Fund-raising is done wrong

December 5th, 2009 by John Nelson Leave a reply »

Soliciting small donations is called fund-raising. It involves straight-forward requests, bake sales, pay-per-mile jogs, and beef-steak dinners. It is not glamorous. Soliciting large donations is called development1. It is glamorous. It involves managing relationships (see: SalesForce, Convio, Kintera.) People who work in development are ostensibly paid a premium because they either have or are capable of building a network of high net-worth contacts from which funding can be extracted. The more general the cause they advocate for, the more important they become.

Most not-for-profits favor development over the solicitation of small donations. This preference was probably justified in the past but now exists as a historical artifact — a philanthropic appendix.2 The cost of building and maintaining a motivated army of constituents was much higher twenty years ago than it is now. However, with the advent of internet-based communications, it can now be practically free in terms of time and money. This preference may now persist due to certain cognitive biases. It may appear as though finding one large donation is more likely than finding N small donations of equal aggregate value.

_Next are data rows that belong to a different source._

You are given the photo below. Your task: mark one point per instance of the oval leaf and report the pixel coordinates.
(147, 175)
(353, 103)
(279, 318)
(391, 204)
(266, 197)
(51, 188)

For small highly-focused organizations, I believe this nearly ubiquitous preference is sub-optimal. The constituent beneficiaries also have networks of contacts: their friends and family. The relationships between the constituents and their friends and family are likely to be far stronger than anything a development professional could build. I have been impressed by the generosity of my own family and friends in supporting my cause. I was also impressed by the initial strong push made by the Chordoma community in general after I offered them a fund-raising tool. Unfortunately, the initial success of community fund-raising was soon marred by swift appearance of fund-raising fatigue. Ignoring the poor quality of the first implementation, I completely missed a very important feature set: feedback. I believe that novelty combined the promise of proactivity resulted in a strong drive at first. However, after funds had been collected, there was a post-endeavor funk. Money had been raised, but there was no obvious coincident progress made on the non-monetary front. (Such an expectation is not rational nor was it encouraged, but I assume it was a quietly held assumption nonetheless.)

I believe feedback mechanisms could alleviate this problem in the same way that repetition in marketing leads to consumer interest. Early on it was decided that coaching mechanisms — nagging reminders, occasional notifications of non-monetary progress, and reports on historical donors that have not given recently — would be beneficial. Unfortunately, life intervened and I never implemented those features. This is unfortunate as I subsequently concluded that such mechanisms are crucial. (I think MoveOn.org’s email campaigns are a paragon of good feedback mechanisms in fund-raising. Ignoring the accompanying inane commentary, they are brutally effective.)

I should also note that in favoring beneficiary empowerment, the organization does not preclude the possibility of receiving large donations. Again, exploiting the social connections of your constituents gives you a far deeper social reach than that offered by development professionals. For causes that affect people randomly across socio-economic parameters, you’re going to find some potentially wealthy individuals. The constituents are engaging in the search for wealthy donors at no expense, in time or money, to the organization. If they tease out a potential large donor, why should they then be referred to a development professional? The potential donors interest is already piqued. Now they need to be convinced that their money will not be given in vain. They need to be sold on the efficacy of the organization. The development professional could (and basically does) play this role. However, since it has already been established that the donor is a strong lead, this role could also be played by someone intimately involved in the actual decision making of the organization.

Obviously, I have made a lot of assumptions in asserting the superiority to community-style fund-raising over top-down development work. Some of these assumptions are known to me, but I am probably ignorant of others. I encourage the reader to leave comments to help guide me while building Fundify, which will act as a test of my fund-raising hypothesis.3 Expect to see an alpha with active deployment sometime in late December / early January.

Notes:

  1. I strongly dislike the term development in this context, but it’s part of the industry nomenclature. In the non-profit world, development means a combination of marketing and one-on-one salesmanship.
  2. Medical g33ks: I understand this might not be strictly true. Please refrain from commenting that this not a perfect analogy.
  3. Actually, Fundify is being built to raise money for Chordoma research, a rare type of cancer. I have Chordoma. I would like to not have to worry about Chordoma. That being said, focusing on testing my hypothesis is a better motivational tactic. Intellectual curiosity is a robust motivator; Terror inspired by mortality is a persistent drain.